DAR - Family Bible Records to the Rescue
We have been looking for a marriage record for a set of great grandparents for...a long time. This was the first task my sister gave to me when I went to Salt Lake City with Kristin for RootsTech in 2013. I was brand new to genealogy–it was Kristin’s hobby–and I asked my sister for some goals. She gave me the goal of finding documents that had eluded her. In hind sight, this was perhaps not the best way to begin learning genealogy techniques.
Her first brick wall was fo find a marriage record from Indiana in the 1870’s, and the second a birth record from New Mexico in 1881. There are good reasons that she has been unable to find anything.

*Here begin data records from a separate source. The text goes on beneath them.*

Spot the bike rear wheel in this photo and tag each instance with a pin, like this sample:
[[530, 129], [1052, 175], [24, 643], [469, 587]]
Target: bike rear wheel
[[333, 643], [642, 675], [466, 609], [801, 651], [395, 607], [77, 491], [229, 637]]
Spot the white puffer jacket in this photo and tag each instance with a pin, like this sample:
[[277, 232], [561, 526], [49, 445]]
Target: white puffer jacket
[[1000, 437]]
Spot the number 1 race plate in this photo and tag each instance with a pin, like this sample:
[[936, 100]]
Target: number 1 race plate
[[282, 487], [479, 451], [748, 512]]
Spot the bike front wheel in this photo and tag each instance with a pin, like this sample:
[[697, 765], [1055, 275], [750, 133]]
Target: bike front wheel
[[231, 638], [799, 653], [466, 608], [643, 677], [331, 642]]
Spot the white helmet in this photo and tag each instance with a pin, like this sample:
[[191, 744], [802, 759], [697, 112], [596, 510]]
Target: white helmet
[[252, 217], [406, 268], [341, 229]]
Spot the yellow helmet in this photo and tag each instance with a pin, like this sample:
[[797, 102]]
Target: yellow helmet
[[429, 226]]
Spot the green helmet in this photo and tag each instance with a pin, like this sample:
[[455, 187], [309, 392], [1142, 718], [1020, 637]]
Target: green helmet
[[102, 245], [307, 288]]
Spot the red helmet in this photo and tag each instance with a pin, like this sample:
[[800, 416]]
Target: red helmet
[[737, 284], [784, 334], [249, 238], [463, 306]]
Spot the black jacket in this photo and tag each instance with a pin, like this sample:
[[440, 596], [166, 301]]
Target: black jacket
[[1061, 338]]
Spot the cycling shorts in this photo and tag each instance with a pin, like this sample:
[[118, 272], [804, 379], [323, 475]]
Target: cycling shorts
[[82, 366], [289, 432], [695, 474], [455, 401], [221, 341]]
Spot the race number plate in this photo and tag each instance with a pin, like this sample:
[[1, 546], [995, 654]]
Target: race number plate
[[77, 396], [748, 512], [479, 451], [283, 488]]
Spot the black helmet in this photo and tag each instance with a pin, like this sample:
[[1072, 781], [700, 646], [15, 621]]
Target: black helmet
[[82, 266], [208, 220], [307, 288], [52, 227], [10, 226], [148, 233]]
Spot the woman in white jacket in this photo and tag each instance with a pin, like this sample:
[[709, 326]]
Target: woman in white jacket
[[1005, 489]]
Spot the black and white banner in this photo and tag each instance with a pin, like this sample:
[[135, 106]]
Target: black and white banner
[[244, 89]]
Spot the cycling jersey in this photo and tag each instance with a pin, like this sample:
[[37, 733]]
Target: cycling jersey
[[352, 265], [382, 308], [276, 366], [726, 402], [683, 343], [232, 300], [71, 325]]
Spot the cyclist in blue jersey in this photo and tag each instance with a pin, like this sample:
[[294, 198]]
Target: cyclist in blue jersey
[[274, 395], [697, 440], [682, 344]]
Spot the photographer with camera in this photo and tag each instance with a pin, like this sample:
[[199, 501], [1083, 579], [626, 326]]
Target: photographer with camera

Kristin recently went to Washington, D.C. for a college room-mates reunion and planned to spend a couple of days afterward at the National Archives and at the Daughters of the American Revolution (DAR) Library. In preparing for the trip, I did a little work on the DAR website and pulled down a couple of relevant DAR applications that referenced family bible records extensively. I suggested that she try to find some family bible records. She did. She found a family bible record in the Genealogical Records Committee Collection that is not part of any of the applications that I retrieved, but which was part of a collection scanned and indexed by a DAR member in South Texas in the 1980’s. It has much of the information that we have been chasing and opened up a new line of research.
Kristin’s visit to the National Archive provided a treasure trove of Civil War service records, but that is her blog entry.